Here are the things that are different. Boosted RAM capacities, across the entire lineup but most crucially in the entry-level $1,599 M4 MacBook Pro, make the new laptops a shade cheaper and more versatile than they used to be. The new nano-texture display option, a $150 upgrade on all models, is a lovely matte-textured coating that completely eliminates reflections. There's a third Thunderbolt port on the baseline M4 model (the M3 model had two), and it can drive up to three displays simultaneously (two external, plus the built-in screen). There's a new webcam.

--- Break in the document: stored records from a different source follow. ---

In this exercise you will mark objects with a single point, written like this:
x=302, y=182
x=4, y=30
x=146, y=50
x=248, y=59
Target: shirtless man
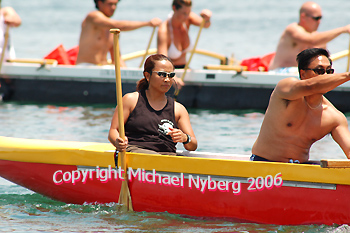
x=96, y=40
x=303, y=35
x=298, y=114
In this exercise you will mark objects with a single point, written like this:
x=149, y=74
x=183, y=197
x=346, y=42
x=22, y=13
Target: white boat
x=217, y=87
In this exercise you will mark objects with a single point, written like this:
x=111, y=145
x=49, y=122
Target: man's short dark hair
x=305, y=57
x=96, y=1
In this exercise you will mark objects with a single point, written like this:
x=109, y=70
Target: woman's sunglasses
x=320, y=71
x=165, y=74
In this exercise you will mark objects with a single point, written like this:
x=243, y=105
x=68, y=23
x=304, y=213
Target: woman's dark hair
x=179, y=3
x=305, y=57
x=149, y=65
x=96, y=1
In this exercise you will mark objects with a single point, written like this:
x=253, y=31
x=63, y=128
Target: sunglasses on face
x=165, y=74
x=321, y=71
x=316, y=18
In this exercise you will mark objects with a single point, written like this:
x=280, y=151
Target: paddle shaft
x=347, y=67
x=4, y=46
x=124, y=196
x=194, y=48
x=192, y=52
x=148, y=46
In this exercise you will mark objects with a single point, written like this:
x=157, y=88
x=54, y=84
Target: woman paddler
x=173, y=38
x=154, y=122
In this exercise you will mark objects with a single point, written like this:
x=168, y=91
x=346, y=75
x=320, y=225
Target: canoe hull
x=245, y=191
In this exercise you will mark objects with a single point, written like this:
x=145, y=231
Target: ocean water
x=243, y=28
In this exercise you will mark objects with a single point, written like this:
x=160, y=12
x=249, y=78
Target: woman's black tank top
x=147, y=127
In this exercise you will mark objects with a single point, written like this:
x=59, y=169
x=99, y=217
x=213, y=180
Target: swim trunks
x=258, y=158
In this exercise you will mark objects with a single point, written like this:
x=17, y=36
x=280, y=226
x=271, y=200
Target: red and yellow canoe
x=195, y=184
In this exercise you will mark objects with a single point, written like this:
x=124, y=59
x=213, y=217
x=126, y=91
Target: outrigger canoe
x=193, y=184
x=216, y=87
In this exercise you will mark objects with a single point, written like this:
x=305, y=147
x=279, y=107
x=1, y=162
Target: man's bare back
x=299, y=115
x=95, y=42
x=95, y=39
x=288, y=48
x=303, y=35
x=290, y=127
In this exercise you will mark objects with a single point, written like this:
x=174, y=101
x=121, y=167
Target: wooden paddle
x=335, y=163
x=148, y=46
x=192, y=52
x=5, y=45
x=347, y=67
x=124, y=196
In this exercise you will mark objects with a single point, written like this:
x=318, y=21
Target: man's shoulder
x=94, y=14
x=289, y=80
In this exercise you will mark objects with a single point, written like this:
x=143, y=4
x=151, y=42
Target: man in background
x=300, y=36
x=9, y=18
x=96, y=40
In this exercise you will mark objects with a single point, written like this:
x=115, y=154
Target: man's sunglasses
x=165, y=74
x=316, y=18
x=320, y=71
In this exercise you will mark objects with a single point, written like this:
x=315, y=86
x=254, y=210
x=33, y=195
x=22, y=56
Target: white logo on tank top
x=164, y=126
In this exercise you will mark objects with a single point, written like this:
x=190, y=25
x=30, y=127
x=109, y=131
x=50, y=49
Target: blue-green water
x=244, y=28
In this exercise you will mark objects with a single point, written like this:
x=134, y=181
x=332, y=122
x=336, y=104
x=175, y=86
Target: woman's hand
x=121, y=144
x=177, y=135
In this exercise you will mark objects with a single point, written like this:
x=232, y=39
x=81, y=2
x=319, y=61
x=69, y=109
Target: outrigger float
x=224, y=86
x=193, y=183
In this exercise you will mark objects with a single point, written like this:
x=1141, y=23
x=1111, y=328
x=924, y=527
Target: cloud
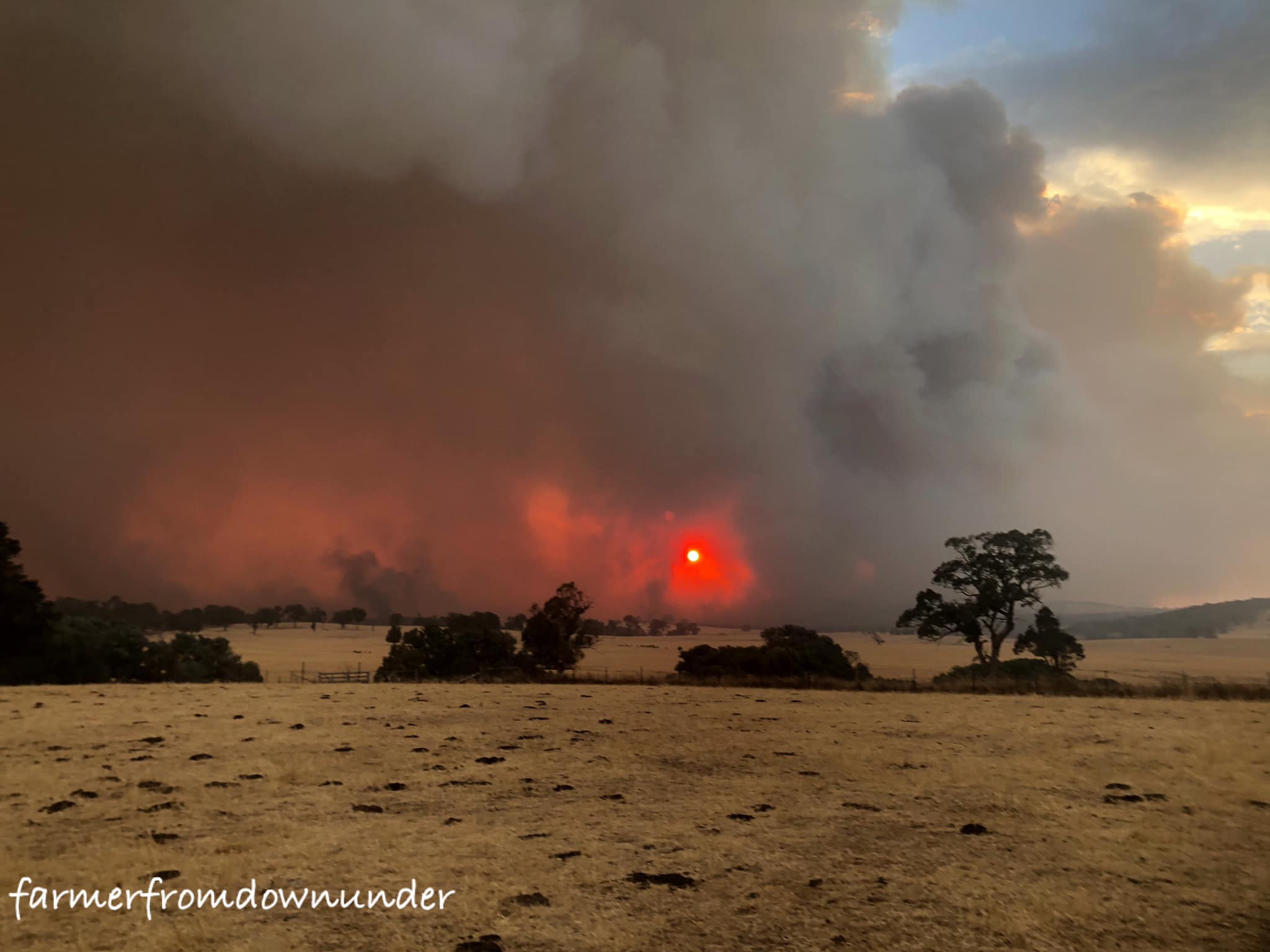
x=475, y=319
x=1169, y=95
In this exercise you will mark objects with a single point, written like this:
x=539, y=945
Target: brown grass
x=868, y=791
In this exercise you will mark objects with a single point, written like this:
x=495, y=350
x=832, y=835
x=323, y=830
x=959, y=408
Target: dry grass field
x=797, y=821
x=329, y=649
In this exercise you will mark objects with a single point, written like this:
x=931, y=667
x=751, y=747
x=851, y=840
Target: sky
x=427, y=305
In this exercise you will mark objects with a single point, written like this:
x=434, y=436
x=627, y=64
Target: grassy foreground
x=798, y=821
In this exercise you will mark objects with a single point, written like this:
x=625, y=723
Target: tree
x=27, y=617
x=1047, y=640
x=995, y=574
x=465, y=645
x=187, y=620
x=269, y=617
x=224, y=616
x=786, y=651
x=554, y=637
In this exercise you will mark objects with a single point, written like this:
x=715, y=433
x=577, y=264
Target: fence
x=345, y=677
x=1088, y=681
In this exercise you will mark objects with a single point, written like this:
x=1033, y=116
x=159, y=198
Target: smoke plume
x=437, y=305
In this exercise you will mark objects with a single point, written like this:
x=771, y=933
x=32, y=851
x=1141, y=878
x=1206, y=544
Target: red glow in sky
x=629, y=558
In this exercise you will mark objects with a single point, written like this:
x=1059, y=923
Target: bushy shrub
x=94, y=650
x=464, y=646
x=786, y=651
x=1028, y=669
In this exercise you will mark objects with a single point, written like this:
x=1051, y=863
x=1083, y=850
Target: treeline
x=629, y=626
x=47, y=645
x=1206, y=621
x=553, y=638
x=149, y=617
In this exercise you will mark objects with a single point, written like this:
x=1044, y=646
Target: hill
x=1206, y=621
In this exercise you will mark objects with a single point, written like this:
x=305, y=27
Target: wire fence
x=889, y=678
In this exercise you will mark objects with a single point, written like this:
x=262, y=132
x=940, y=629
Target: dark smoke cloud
x=1183, y=84
x=483, y=298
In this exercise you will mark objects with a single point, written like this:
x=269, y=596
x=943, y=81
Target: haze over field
x=433, y=305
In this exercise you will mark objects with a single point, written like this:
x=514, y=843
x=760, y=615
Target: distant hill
x=1088, y=611
x=1206, y=621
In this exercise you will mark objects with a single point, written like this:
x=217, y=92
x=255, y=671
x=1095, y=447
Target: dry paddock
x=781, y=821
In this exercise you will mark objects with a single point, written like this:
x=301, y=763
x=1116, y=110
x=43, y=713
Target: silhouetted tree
x=224, y=616
x=187, y=620
x=465, y=645
x=1047, y=640
x=25, y=617
x=554, y=637
x=269, y=617
x=995, y=574
x=786, y=651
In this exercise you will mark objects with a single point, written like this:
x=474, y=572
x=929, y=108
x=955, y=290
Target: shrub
x=786, y=651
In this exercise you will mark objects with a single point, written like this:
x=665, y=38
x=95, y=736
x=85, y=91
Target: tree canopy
x=993, y=575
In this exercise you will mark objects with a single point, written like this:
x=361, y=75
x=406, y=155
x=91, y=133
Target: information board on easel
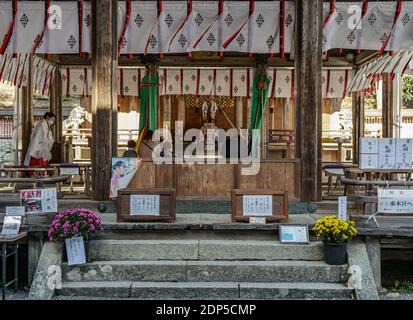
x=146, y=205
x=273, y=205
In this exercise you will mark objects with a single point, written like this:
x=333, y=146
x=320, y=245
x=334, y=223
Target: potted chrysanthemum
x=335, y=234
x=74, y=223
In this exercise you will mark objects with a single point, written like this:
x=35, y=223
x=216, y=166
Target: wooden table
x=86, y=167
x=10, y=242
x=371, y=174
x=14, y=171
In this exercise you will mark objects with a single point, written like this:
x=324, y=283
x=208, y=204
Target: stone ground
x=23, y=295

It looks a little nicer and has a wide-angle lens that can show what's on your desk instead of your face if you want it to. And there are new chips, which we'll get to.

Keyboard and trackpad. The 16-inch model looks the same, just with a bigger trackpad. Credit: Andrew Cunningham
"MacBook Pro" is etched on the bottom of the laptops. Credit: Andrew Cunningham
Ports on the left: MagSafe, and two Thunderbolt 4 (for the M4) or Thunderbolt 5 (for the M4 Pro/M4 Max) ports. Credit: Andrew Cunningham
On the right, an SD card reader, a Thunderbolt 4 or 5 port, and HDMI. Credit: Andrew Cunningham

That is essentially the end of the list. If you are still using an Intel-era MacBook Pro, I'll point you to our previous reviews, which mostly celebrate the improvements (more and different kids of ports, larger screens) while picking one or two nits (they are a bit larger and heavier than late-Intel MacBook Pros, and the display notch is an eyesore).